The more things change, the more we need “immutable”

Why const?

With judicious use of const you can catch many bugs and improve code documentation and maintenance. For me the classic example is reading from and writing to files. Look at these two interfaces in stylized C++:

bool Read(File & file, char * buffer, unsigned & size)
bool Write(File & file, char const * buffer, unsigned const & size);

The first one tells me that the buffer may be modified by the function. In fact, the Read function will most likely write characters into it. It is also allowed to modify the parameter size, putting the number of characters read into it. The incorrect call

Read("abc", 3);

will not compile.

The second declaration promises that the buffer will not be modified and neither will size. So the following (correct) call will compile:

Write("abc", 3);

What’s more, when compiling the implementation of Write, the compiler will ensure that the arguments are not modified (unless the programmer subverts the type system using const_cast).

What does const guarantee? Not much!

This optimistic picture is marred by a few gotchas. You’d think that if you call a function taking a const reference, the object you are passing won’t change (assume there’s no use of const_cast or mutable members). Think again!

In a multithreaded program, another thread might change the object concurrently. You may avoid this problem by preventing concurrent access using critical sections.
But even in a single threaded program there is no guarantee the const object won’t change. That’s because there might be a non-const alias to the argument you’re passing. This alias might be accessible to the function either through a global variable, or through another argument. The classic example is copying elements between overlapping ranges. The source for the copy is passed as const, the target as non-const, but if they point at overlapping regions, the source may end up modified.
There is a stronger version of constness that might guarantee immutability. The qualifier is usually called immutable and it’s available in the D programming language and in some dialects of Java. I’ll come back to it later.
On top of those gotchas, even in a single-threaded C++ program with no aliasing of arguments, a const function argument might get mutated. That’s because constness is shallow–it doesn’t protect indirect data members (pointers or references). See next section.
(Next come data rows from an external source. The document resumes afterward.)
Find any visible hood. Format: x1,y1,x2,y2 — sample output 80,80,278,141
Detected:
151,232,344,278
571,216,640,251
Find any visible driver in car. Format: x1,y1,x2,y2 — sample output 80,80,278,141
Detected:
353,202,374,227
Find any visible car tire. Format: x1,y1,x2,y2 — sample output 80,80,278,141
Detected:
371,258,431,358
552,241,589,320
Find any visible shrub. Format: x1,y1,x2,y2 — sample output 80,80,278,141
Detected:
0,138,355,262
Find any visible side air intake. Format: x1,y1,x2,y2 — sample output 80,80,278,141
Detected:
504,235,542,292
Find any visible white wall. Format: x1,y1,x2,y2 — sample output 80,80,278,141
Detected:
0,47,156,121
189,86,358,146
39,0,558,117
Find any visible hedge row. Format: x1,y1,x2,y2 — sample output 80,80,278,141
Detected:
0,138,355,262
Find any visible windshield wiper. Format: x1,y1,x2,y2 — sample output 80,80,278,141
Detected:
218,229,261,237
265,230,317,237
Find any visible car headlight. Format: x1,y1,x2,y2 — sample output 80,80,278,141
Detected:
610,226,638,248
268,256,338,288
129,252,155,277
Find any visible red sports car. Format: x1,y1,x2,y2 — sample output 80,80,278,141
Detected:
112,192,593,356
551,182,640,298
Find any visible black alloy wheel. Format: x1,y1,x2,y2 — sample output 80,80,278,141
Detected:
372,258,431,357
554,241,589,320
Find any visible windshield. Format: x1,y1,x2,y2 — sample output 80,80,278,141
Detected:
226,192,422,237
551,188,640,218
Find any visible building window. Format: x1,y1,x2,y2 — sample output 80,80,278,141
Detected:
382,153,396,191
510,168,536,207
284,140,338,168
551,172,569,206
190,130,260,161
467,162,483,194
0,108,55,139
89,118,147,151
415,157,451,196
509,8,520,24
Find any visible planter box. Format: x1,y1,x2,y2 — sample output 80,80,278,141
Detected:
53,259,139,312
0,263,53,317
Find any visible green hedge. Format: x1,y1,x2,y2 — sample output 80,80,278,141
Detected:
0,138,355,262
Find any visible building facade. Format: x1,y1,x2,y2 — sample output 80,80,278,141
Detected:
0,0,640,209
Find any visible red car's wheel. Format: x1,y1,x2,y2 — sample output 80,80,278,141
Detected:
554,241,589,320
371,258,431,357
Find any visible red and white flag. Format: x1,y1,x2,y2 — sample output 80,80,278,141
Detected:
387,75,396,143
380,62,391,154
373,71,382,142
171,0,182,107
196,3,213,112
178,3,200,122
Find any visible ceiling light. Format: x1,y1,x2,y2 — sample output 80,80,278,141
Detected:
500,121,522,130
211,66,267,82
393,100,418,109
Transitivity or “deep” const

Consider a list that is defined recursively:

class List {
public:
  List * GetNext() const { return _next; }
  void SetNext(List * next) { _next = next; }
private:
  List * _next;
};
void clip(List const * list) {
  List * next = list.GetNext();
  if (next)
    next.SetNext(0);
}

Function clip takes a const list and blatantly modifies it. That’s because the indirect member, _next, of a const List is not const. C++ constness is not transitive! This fact is reflected in GetNext being a const method and returning a non-const pointer to _next. So even if this is const inside GetNext, indirect parts of this are open to modification.

I always found the non-transitive definition of const counter-intuitive, and made sure that in my code constness was always transitive. For instance, I would implement GetNext to return a const pointer:

List const * GetNext() const { return _next; }

and maybe provide another non-const method that returns a non-const pointer. Notice the need for code duplication in this approach.

The depths of immutability

I have an even larger problem with non-transitive immutability (as opposed to constness). I expect a const method of an immutable object to leave the object unchanged. In particular I expect such method to behave like a pure function (not to be confused with pure virtual function). A pure function returns the same value every time it’s called with the same arguments. I expect the length of an immutable string to never change. Every call to size should return the same value. I would even expect the compiler to eliminate redundant calls to size is such a case. Here’s a hypothetical example:

immutable string("Hello!");
doSomething(string.data(), string.size());
doSomethingElse(string.data(), string.size());

A smart compiler could cache the results of data and size from the first set of calls and reuse them when calling doSomethingElse. However, if immutable is not transitive, such an optimization is incorrect. Just imagine a bizarre implementation of string that stores the length indirectly:

class string {
public:
  string(char const * src) {
    _length = new unsigned;
    *_length = strlen(src);
    ...
  }
  unsigned size() const {
    ++*_length;
    return *_length;
  }
private:
  unsigned * _length;
};

The D-language model

Taking all the above arguments into account, we decided to implement both const and immutable as transitive type modifiers in the D programming language. This enabled a lot of interesting compiler optimizations.

Making const and immutable transitive is essential for D’s support for functional-style programming. It’s important that const methods of an immutable object be pure functions. It’s also important to let the compiler optimize functional-style code, which otherwise tends to be less efficient than its imperative-style equivalent.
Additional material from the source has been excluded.